LANline: Wie sollten die Unternehmen beim Thema Dienstreisen künftig vorgehen?
Jens Clausen: Die Lizenzen für Videokonferenzsoftware kosten gegenüber Flug oder Bahnfahrt nur ‚einen Appel und ein Ei‘. Ergänzend sollten Unternehmen überlegen, in Whiteboards, digitale Pausenräume und Schulungen zu investieren, damit die Beschäftigten Videokonferenzen mit besseren Möglichkeiten und mehr Erfolg durchführen können. Videokonferenzen zu fördern ist aus ökologischer Sicht eine sinnvolle Strategie.
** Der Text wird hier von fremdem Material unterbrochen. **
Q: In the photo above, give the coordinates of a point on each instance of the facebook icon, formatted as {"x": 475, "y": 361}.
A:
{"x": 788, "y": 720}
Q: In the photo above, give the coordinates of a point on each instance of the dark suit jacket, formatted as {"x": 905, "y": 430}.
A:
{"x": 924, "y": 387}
LANline: Sehen Sie Handlungsbedarf seitens des Gesetzgebers, um den Arbeitsalltag umweltfreundlicher zu machen?
Jens Clausen: Beim Thema Home-Office oder „Recht auf Home-Office“ besteht aus ökologischer Sicht kein Handlungsbedarf. Und auch das Desksharing zu regeln, sehe ich nicht als Aufgabe der Politik, sondern des jeweiligen Unternehmens.
LANline: Und in puncto Dienstreisen?
Jens Clausen: Beim Thema Dienstreisen müssen wir die Diffusion neuer und die Exnovation alter, umweltschädlicher Verhaltensweisen und Produkte synchronisieren. Wenn schon der Gesetzgeber innerdeutsche Flugreisen nicht verbietet, sollten zumindest die Unternehmen per Reisekostenrichtlinie die Hemmschwellen etwas höher setzen.
LANline: Muss sich bei der Pendlerpauschale etwas ändern?
Jens Clausen: Die Pendlerpauschale reizt Mobilität an, das können wir uns eigentlich nicht mehr leisten. Wenn jemand aufgrund der Möglichkeit zum Home-Office freiwillig umzieht und dann weite Strecken pendelt, dann darf das eigentlich nicht steuerlich belohnt werden.
LANline: Wo ließen sich im Home-Office-Kontext sonst noch ökologische Verbesserungen erzielen?
Jens Clausen: Ein weiteres Problem: Der Wohnraum pro Person wächst in Deutschland stetig. Hier sind Angebote wie Relocation-Services sinnvoll, damit zum Beispiel eine Rentnerin in eine kleinere Wohnung in ihrem Viertel umziehen kann, sodass ihre bisherige große Wohnung zum Beispiel durch eine junge Familie genutzt werden kann. Das entlastet den Wohnungsmarkt und ist auch aus ökologischer Sicht ein Gewinn.
LANline: Herr Clausen, vielen Dank für das Gespräch.